Session controls offer limited applicability to agents because they're designed for interactive sessions. However, Sign-in frequency can enforce token expiration, requiring agents to reauthenticate at defined intervals. This control limits the window of opportunity if an agent's token is stolen.

For Contoso's scenario, the security team configures the following policy:

  • Name: Block Copilot Studio agent - Legacy compliance project
  • Scope: Specific agent service principal (selected by object ID)
  • Conditions: None (block unconditionally)
  • Access control: Block access
  • Policy state: Report-only (initially)

This configuration completely blocks the legacy agent from authenticating once the policy is enforced.

Validate the policy with report-only mode

Before enforcing a Conditional Access policy targeting agents, deploy it in report-only mode to understand its operational changes. Report-only mode evaluates the policy against every authentication request and logs what would happen without actually blocking access. This validation step prevents accidental disruption of production agents.

When you create a new policy, set Enable policy to Report-only instead of On. Microsoft Entra ID evaluates the policy and logs the results in the Conditional Access sign-in logs. Navigate to Microsoft Entra ID > Monitoring > Sign-in logs and filter by Conditional Access to view policy evaluations.

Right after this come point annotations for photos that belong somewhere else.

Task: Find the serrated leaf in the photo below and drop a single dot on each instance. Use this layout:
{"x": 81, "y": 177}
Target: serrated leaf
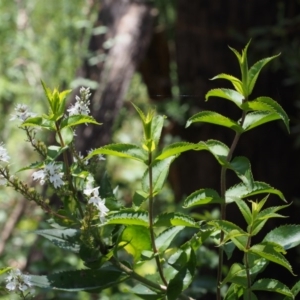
{"x": 269, "y": 252}
{"x": 288, "y": 236}
{"x": 242, "y": 167}
{"x": 235, "y": 81}
{"x": 245, "y": 210}
{"x": 240, "y": 191}
{"x": 295, "y": 290}
{"x": 160, "y": 170}
{"x": 272, "y": 285}
{"x": 136, "y": 240}
{"x": 228, "y": 94}
{"x": 255, "y": 70}
{"x": 258, "y": 118}
{"x": 39, "y": 122}
{"x": 175, "y": 219}
{"x": 121, "y": 150}
{"x": 75, "y": 120}
{"x": 129, "y": 217}
{"x": 80, "y": 280}
{"x": 214, "y": 118}
{"x": 146, "y": 293}
{"x": 267, "y": 104}
{"x": 175, "y": 149}
{"x": 202, "y": 197}
{"x": 237, "y": 274}
{"x": 68, "y": 239}
{"x": 166, "y": 237}
{"x": 218, "y": 149}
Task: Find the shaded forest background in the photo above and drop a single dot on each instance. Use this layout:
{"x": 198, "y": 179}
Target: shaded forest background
{"x": 157, "y": 53}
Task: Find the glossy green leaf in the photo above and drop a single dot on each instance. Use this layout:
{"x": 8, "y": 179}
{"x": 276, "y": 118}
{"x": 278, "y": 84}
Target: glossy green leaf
{"x": 68, "y": 239}
{"x": 267, "y": 104}
{"x": 175, "y": 219}
{"x": 295, "y": 291}
{"x": 175, "y": 149}
{"x": 217, "y": 149}
{"x": 135, "y": 240}
{"x": 255, "y": 70}
{"x": 146, "y": 293}
{"x": 257, "y": 118}
{"x": 160, "y": 170}
{"x": 166, "y": 237}
{"x": 242, "y": 167}
{"x": 202, "y": 197}
{"x": 245, "y": 210}
{"x": 272, "y": 285}
{"x": 269, "y": 252}
{"x": 75, "y": 120}
{"x": 264, "y": 216}
{"x": 214, "y": 118}
{"x": 129, "y": 217}
{"x": 121, "y": 150}
{"x": 80, "y": 280}
{"x": 288, "y": 236}
{"x": 235, "y": 81}
{"x": 39, "y": 122}
{"x": 228, "y": 94}
{"x": 241, "y": 191}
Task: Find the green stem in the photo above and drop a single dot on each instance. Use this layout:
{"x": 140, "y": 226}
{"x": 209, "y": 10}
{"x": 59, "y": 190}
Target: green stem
{"x": 69, "y": 178}
{"x": 151, "y": 217}
{"x": 138, "y": 277}
{"x": 223, "y": 206}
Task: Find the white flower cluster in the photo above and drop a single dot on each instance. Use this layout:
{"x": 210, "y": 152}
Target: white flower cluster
{"x": 51, "y": 172}
{"x": 4, "y": 157}
{"x": 94, "y": 198}
{"x": 81, "y": 106}
{"x": 17, "y": 281}
{"x": 22, "y": 113}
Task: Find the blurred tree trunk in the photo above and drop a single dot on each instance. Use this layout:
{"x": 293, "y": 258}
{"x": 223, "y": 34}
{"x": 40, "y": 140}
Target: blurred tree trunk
{"x": 127, "y": 28}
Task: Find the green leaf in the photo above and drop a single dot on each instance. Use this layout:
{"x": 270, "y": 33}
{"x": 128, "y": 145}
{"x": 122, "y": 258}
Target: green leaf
{"x": 146, "y": 293}
{"x": 217, "y": 149}
{"x": 272, "y": 285}
{"x": 228, "y": 94}
{"x": 258, "y": 118}
{"x": 160, "y": 170}
{"x": 156, "y": 128}
{"x": 175, "y": 149}
{"x": 175, "y": 219}
{"x": 202, "y": 197}
{"x": 255, "y": 70}
{"x": 288, "y": 236}
{"x": 80, "y": 280}
{"x": 77, "y": 120}
{"x": 242, "y": 167}
{"x": 269, "y": 252}
{"x": 67, "y": 239}
{"x": 235, "y": 81}
{"x": 267, "y": 104}
{"x": 295, "y": 290}
{"x": 245, "y": 210}
{"x": 214, "y": 118}
{"x": 237, "y": 274}
{"x": 67, "y": 136}
{"x": 136, "y": 239}
{"x": 121, "y": 150}
{"x": 39, "y": 122}
{"x": 241, "y": 191}
{"x": 129, "y": 217}
{"x": 166, "y": 237}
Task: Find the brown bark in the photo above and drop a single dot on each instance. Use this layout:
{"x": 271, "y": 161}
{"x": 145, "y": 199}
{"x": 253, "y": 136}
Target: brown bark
{"x": 129, "y": 28}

Review the logs for at least 24-48 hours to capture a full cycle of agent activity. Look for unexpected matches—agents you didn't intend to block—and verify that the intended agents are correctly scoped. If the policy targets the wrong service principals or blocks critical agents, adjust the scope and repeat the validation period.

Important

Targeting the wrong service principal in a Conditional Access block policy can break production services with no warning. Always start in report-only mode and validate policy issues before enforcing.

After validating the policy, return to Protection > Conditional Access > Policies, select the policy, and change Enable policy to On. The policy now actively blocks authentication for the targeted agents.

Apply the policy to Contoso's legacy agent

Contoso's security team identifies the legacy Copilot Studio agent by reviewing the agent identities list in the Microsoft Entra admin center. They note the agent's object ID and create a Conditional Access policy scoped specifically to that service principal.

After admins deploy the policy in report-only mode for two days, the sign-in logs confirm the agent attempted authentication three times per day from an Azure East US region. No other agents match the policy scope. The team switches the policy to enforcement mode, and the next authentication attempt is blocked. The legacy agent stops functioning, and the compliance project's automated workflows—now obsolete—are safely decommissioned.

This targeted approach allows Contoso to remove access for individual agents without disrupting other agent-based automation across the organization.